1 (1 1/2-pound) tri-tip steak, trimmed
1/4 teaspoon kosher salt
3/4 teaspoon freshly ground black pepper
2 tablespoons sherry vinegar, divided
1 1/2 tablespoons hoisin sauce, divided
8 ounces uncooked udon noodles (thick, round fresh Japanese wheat noodles) or spaghetti
2 tablespoons chopped fresh cilantro
3 1/2 tablespoons lower-sodium soy sauce
3 tablespoons canola oil
1 tablespoon fresh lime juice
1 teaspoon crushed red pepper
3/4 teaspoon grated peeled fresh ginger
1/2 cup thinly sliced green onions
3 garlic cloves, minced
2 cups (3-inch) julienne-cut baby bok choy (about 6 ounces)
1/2 cup thinly sliced shiitake mushroom caps (about 2 ounces)

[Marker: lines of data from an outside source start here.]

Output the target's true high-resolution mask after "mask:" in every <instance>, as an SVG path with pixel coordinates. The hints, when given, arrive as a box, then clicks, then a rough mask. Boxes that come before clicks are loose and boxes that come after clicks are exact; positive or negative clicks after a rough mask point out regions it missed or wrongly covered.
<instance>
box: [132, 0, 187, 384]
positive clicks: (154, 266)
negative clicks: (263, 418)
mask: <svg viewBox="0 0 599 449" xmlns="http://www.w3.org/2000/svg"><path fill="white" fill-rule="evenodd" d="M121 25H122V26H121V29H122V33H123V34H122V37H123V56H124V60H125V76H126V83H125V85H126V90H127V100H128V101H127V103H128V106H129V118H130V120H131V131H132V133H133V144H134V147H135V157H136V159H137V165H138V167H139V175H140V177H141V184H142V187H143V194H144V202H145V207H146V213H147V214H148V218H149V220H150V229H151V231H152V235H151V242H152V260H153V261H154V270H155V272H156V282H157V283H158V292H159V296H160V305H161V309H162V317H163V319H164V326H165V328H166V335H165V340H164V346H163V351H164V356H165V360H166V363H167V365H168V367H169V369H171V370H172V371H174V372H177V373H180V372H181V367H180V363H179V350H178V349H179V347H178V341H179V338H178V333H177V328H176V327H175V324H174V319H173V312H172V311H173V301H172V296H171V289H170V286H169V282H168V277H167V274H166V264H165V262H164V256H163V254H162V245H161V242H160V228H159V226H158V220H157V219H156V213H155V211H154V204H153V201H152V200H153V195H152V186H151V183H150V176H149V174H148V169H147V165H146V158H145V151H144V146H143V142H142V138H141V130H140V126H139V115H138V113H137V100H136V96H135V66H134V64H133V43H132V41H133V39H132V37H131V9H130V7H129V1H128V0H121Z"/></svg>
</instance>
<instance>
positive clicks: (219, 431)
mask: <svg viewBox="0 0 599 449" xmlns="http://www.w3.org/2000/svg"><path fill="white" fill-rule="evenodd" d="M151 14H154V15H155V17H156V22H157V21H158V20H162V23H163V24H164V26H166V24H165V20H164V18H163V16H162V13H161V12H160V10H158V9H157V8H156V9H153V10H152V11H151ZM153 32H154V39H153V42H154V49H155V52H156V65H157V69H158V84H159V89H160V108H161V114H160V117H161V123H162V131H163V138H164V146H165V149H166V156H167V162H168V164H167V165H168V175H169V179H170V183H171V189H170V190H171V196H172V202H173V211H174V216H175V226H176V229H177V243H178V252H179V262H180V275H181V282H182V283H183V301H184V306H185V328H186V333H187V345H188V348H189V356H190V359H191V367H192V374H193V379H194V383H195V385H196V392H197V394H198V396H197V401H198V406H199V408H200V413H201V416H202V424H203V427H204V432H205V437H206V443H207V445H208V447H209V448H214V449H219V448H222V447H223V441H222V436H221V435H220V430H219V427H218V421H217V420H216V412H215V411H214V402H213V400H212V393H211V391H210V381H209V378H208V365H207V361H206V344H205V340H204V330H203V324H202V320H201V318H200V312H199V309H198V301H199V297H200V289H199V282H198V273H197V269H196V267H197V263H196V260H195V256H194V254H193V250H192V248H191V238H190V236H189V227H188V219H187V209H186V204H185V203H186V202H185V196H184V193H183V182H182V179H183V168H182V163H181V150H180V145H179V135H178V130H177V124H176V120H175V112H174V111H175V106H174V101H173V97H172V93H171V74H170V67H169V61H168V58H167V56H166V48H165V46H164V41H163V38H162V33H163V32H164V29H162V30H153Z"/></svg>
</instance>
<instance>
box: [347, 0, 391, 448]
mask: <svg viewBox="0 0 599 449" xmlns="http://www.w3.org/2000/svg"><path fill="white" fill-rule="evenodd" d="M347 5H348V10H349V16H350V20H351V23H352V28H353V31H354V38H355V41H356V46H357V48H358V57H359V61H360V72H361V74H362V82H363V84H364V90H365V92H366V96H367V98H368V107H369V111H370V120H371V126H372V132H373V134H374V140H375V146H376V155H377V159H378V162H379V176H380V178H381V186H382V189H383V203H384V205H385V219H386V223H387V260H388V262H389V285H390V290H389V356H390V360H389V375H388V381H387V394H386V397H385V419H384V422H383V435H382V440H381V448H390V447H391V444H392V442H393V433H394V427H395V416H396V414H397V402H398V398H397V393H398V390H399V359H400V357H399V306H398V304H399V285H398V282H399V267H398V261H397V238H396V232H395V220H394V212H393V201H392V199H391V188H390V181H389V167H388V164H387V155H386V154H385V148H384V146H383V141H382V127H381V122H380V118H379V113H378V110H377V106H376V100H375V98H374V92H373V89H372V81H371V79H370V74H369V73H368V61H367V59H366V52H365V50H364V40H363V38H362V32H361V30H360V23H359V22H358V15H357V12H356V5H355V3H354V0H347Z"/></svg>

1/2 cup thinly sliced radish
1/2 cup thinly sliced shallots
1/4 cup thinly sliced fresh mint
Lime wedges (optional)
Sriracha (hot chile sauce, such as Huy Fong) (optional)
How to Make It
Prepare grill to high heat.
Sprinkle steak with salt and black pepper. Combine 1 tablespoon vinegar and 1 tablespoon hoisin in a small bowl; stir with a whisk. Place steak on grill rack coated with cooking spray. Brush steak with hoisin mixture; grill 10 minutes. Turn steak. Brush with hoisin mixture; grill 10 minutes or until desired degree of doneness. Remove from heat; chill 45 minutes. Cut steak into 1/2-inch cubes.
Cook noodles according to package directions, omitting salt and fat; drain well.
Combine remaining 1 tablespoon vinegar, remaining 11/2 teaspoons hoisin, cilantro, and next 7 ingredients (through garlic) in a large bowl; stir with a whisk. Add beef, noodles, bok choy, and mushrooms; toss to combine. Chill 15 minutes; top with radish, shallots, and mint. Serve with lime wedges and Sriracha, if desired. Yield: 6 servings (serving size: about 11/2 cups).